People in computer vision and graphics deal with homogeneous coordinates on a very regular basis. They are actually a nice extension of standard three dimensional vectors and allow us to simplify various transforms and their computations. When I say “transformations”, I am talking about all those special effects on the screen, and the corresponding movements and scaling of various objects. But why do we need homogeneous coordinates to do all that? Why can’t we just move the objects around? Well, we can’t directly do that, not easily anyway! This will become clear soon. The concept of homogeneous coordinates is fundamental when we talk about cameras. In order to design our algorithms, we need to understand how the cameras are looking at the real world. This is in fact utilized heavily by game programmers as well. So what is it all about? Why is it so important?
Why do we need it?
One of the many purposes of using homogeneous coordinates is to capture the concept of infinity. The coordinate system we use to denote the location of an object is called Euclidean coordinate system. If we are considering a 3-dimensional space, it’s just a nice triplet of numbers! In this system, infinity is something that does not exist. I have covered it in detail here. Mathematicians have discovered that many geometric concepts and computations can be greatly simplified if the concept of infinity is used. But the constraint is that we cannot treat infinity like a regular number. If we don’t use homogeneous coordinates, it would be difficult to design certain classes of very useful curves and surfaces. These curves and surfaces are very crucial in developing algorithms in computer vision, graphics, CAD, etc.

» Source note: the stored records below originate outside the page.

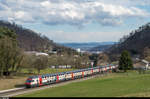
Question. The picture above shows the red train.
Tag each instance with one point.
(46, 79)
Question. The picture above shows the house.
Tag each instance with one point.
(36, 53)
(141, 64)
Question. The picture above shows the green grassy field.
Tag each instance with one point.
(112, 85)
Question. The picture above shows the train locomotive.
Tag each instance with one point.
(47, 79)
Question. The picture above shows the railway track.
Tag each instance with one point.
(22, 90)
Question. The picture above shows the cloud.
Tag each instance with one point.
(84, 36)
(72, 12)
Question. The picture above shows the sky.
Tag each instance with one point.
(78, 20)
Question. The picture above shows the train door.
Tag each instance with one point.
(72, 75)
(40, 80)
(57, 78)
(82, 73)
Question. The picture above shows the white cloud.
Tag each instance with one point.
(72, 12)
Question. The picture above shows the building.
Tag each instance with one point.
(142, 64)
(36, 53)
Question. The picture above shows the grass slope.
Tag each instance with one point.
(111, 85)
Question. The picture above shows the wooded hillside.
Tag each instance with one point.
(135, 42)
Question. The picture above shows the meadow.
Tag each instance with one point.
(130, 84)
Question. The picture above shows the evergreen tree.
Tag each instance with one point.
(125, 61)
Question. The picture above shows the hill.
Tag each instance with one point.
(135, 42)
(89, 46)
(32, 41)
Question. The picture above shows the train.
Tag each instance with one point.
(47, 79)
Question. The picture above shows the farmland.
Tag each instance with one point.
(130, 84)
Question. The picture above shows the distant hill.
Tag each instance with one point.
(89, 46)
(135, 42)
(100, 48)
(32, 41)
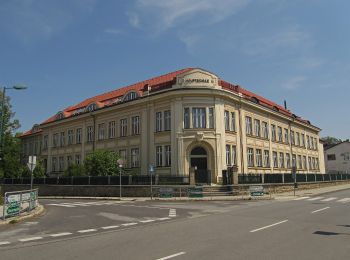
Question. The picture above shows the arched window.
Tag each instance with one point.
(130, 96)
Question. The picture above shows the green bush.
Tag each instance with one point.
(101, 163)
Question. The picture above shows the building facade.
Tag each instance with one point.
(337, 158)
(179, 121)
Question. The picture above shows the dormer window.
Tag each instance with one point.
(130, 96)
(91, 107)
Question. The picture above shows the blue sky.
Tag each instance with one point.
(69, 50)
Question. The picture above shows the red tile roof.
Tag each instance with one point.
(161, 83)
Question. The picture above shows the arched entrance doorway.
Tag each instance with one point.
(199, 161)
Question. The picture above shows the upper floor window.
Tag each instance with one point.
(257, 127)
(135, 125)
(90, 133)
(167, 120)
(159, 121)
(248, 125)
(265, 130)
(123, 127)
(198, 117)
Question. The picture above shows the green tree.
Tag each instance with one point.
(101, 163)
(75, 170)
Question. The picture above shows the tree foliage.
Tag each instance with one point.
(101, 163)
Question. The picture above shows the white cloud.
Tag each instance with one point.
(31, 21)
(163, 15)
(294, 82)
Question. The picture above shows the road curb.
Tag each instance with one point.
(37, 212)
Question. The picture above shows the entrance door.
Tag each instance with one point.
(199, 162)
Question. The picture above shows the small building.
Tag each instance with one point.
(337, 158)
(184, 120)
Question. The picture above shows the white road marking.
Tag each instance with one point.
(30, 239)
(163, 218)
(172, 213)
(330, 199)
(110, 227)
(343, 200)
(315, 198)
(301, 198)
(87, 230)
(172, 256)
(129, 224)
(147, 220)
(275, 224)
(319, 210)
(61, 234)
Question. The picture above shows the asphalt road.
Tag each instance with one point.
(308, 228)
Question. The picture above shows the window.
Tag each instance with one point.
(331, 157)
(77, 159)
(233, 122)
(46, 141)
(78, 136)
(123, 127)
(123, 155)
(292, 139)
(54, 164)
(198, 117)
(135, 125)
(62, 139)
(275, 159)
(265, 130)
(167, 120)
(69, 160)
(159, 156)
(186, 118)
(248, 125)
(273, 133)
(90, 134)
(304, 162)
(286, 135)
(227, 120)
(111, 129)
(250, 155)
(228, 154)
(302, 140)
(300, 163)
(158, 121)
(294, 159)
(297, 141)
(61, 163)
(233, 152)
(167, 155)
(101, 131)
(266, 158)
(281, 159)
(280, 134)
(135, 158)
(70, 136)
(257, 127)
(258, 158)
(288, 160)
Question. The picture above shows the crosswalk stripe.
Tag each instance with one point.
(330, 199)
(301, 198)
(315, 198)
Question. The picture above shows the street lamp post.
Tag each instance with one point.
(120, 163)
(16, 87)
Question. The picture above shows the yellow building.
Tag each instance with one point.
(187, 118)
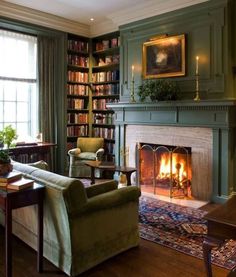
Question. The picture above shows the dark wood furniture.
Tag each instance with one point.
(111, 167)
(221, 226)
(32, 152)
(9, 200)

Projective geometry relies heavily on homogeneous coordinates as well. Now what is this “projective geometry”? Well, it is a very important field which deals with projective transformations. That wasn’t very helpful, was it? You might be wondering what these “projective transformations” are! Basically, when you project something on to a surface, it appears in a certain way depending on how you are holding that surface relative to the object and the light source. A good way to imagine this would be to think about cameras and the various ways in which you can capture an image. If you keep a book on a table and capture an image by holding the camera right above it, the book will appear as it is in the image. If you hold the camera at an angle, the book will not appear rectangular. We need a way to account for this kind of transformation. So in order to have a nice and clean mathematical design, mathematicians came up with homogeneous coordinates.
Why do we need projective geometry?
Before we proceed further in our discussion about homogeneous coordinates, let’s talk about projective geometry a little bit. We need to know what it is before jumping into its need for existence. It is basically the study of geometric properties that are invariant under projective transformations. We just talked about projective transformations, so you should have an idea about it by now. So projective geometry deals with properties that don’t change even if they undergo projective transformations.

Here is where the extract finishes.